Harris said the school will keep offering online courses developed with edX, another company. The edX courses are a mixture of classroom and online learning.

The decision was an early setback for the so-called "Massive Open Online Courses" strategy. In May, 10 large public university systems in New York, Colorado and elsewhere announced plans to incorporate the classes into their own teaching.

The failure rate on final exams for the San Jose State courses involving Udacity ranged from 56 to 76 percent, said Sebastian Thrun, a researcher at Stanford University and Google Inc. who launched Udacity.

Despite the high failure rate, Thrun said valuable data and experience were gained from the effort, which will help improve future classes.

"We are experimenting and learning. That to me is a positive," Thrun said.

The school and Udacity plan to look into providing more information about the syllabus at the beginning of the class, so students are better informed about the requirements before committing. Officials also want to look at whether the online semester should be longer than traditional school terms to provide students with more flexibility.

The five online courses being suspended are elementary statistics, college algebra, entry level math, introduction to programming and introduction to psychology.

University officials announced the experimental pilot program for the online initiative with Udacity in January. The entry level courses were offered for $150 each; the university charges about $620 for similar classroom-based courses.

Called "San Jose State University Plus," the effort is different from other online education programs because it offered introductory courses for credit, charged low fees and welcomed students who don't attend the school, officials said.
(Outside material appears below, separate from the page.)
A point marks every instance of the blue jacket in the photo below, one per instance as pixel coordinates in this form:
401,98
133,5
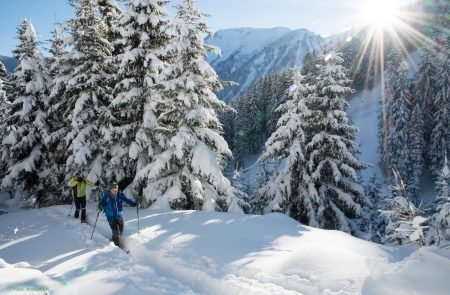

Gov. Jerry Brown had lauded the goals of the program to allow students to graduate faster and reduce their debt loads at a time when only 16 percent of California State students graduate in four years.

Thrun said 83 percent of the students — a mixture of university attendees and inner city high school students from Oakland and other places — finished the courses. But it was unclear why many did not pass or take the final exam.

Officials say the data suggests many of the students had little college experience or held jobs while attending classes. Both populations traditionally struggle with college courses.

"We had this element that we picked, student populations who were not likely to succeed," Thrun said.

The next phase will focus on luring students who self-select the courses and could be more motivated to pass the final exam.